Here on Haida Gwaii they provide particular wealth. The many rivers and creeks that run to the sea are rich with their remains and the old-growth forests have stood for eons because of them. It is an almost miraculous cycle of life and one that is disappearing quickly. Almost all the watersheds on Haida Gwaii have been logged and those that haven’t will be in the coming years. Road building causes increased erosion and fine sediment generation and salmon eggs are buried under the mess.

According to the Pacific Salmon Foundation (PSF) “100% of Chinook spawning habitats in Haida Gwaii are estimated to be facing a high risk of habitat degradation as a result of road development.” The cycle of sustainability that persisted for so long is being broken. Although there is some tree planting occurring, it will take thousands of years, if ever, before anything resembling the original old growth forest reappears.

And then, of course, there are the salmon themselves. They too suffer from our depredations. From a human perspective, it’s one thing to catch fish to feed one’s family and community. It’s quite another to wipe out whole salmon populations. Millions are taken from the sea by the commercial fishing industry.
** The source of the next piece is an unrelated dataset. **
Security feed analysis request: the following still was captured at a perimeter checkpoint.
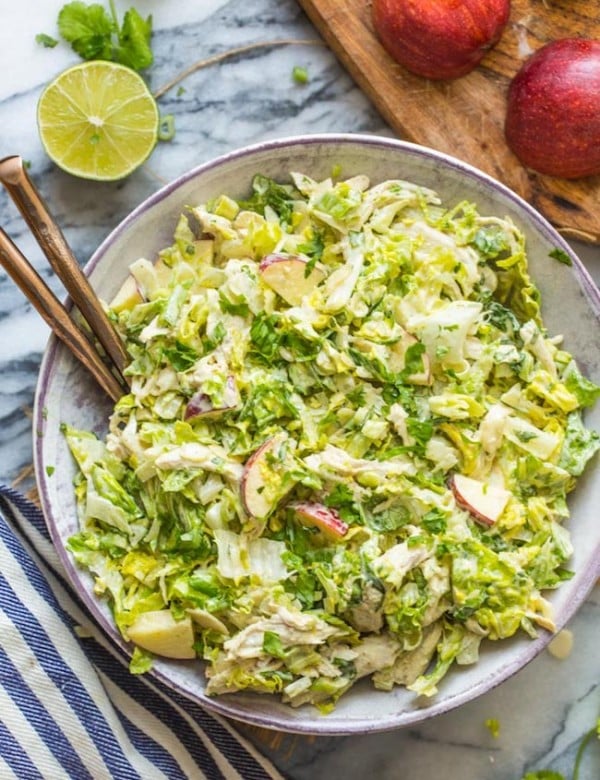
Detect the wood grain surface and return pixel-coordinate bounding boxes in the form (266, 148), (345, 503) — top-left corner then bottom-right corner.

Seiners, gillnet-ters and trollers catch them offshore and, just as the surviving salmon have made it to the river mouth, the sport fishing industry is waiting for them. Because the captured sport fish didn’t have a chance to spawn, there will be no tomorrow’s salmon from them. Based on recent airfreight calculations, each of the five existing fishing lodges ships out 20,000 lbs of salmon from Haida Gwaii every week, for a total of 100,000 lbs. The fish don’t stand a chance and this drastically diminishes what’s left for our con-sumption.

Salmon are beautiful. The blue and gold of Spring Salmon is as lovely as sunshine on blue water; sleek Coho Salmon are quick and darting; Sockeye are bright slivers of muscle as they move from ocean to river, river to lake and on to their small home stream. The small Pink Salmon is soft and pliable, not one to push through as does the Sockeye but it will spawn and die almost at the river mouth. The noble Chum Salmon, that late fall runner with its thin tail and large jaw, will turn, when close to home, from silver-bright to mottled brown, like wild seaweed on offshore rocks. Every Pacific salmon is faithful to its island home. Haida Gwaii was once a secure haven for this brilliant creature. But sadly, no more.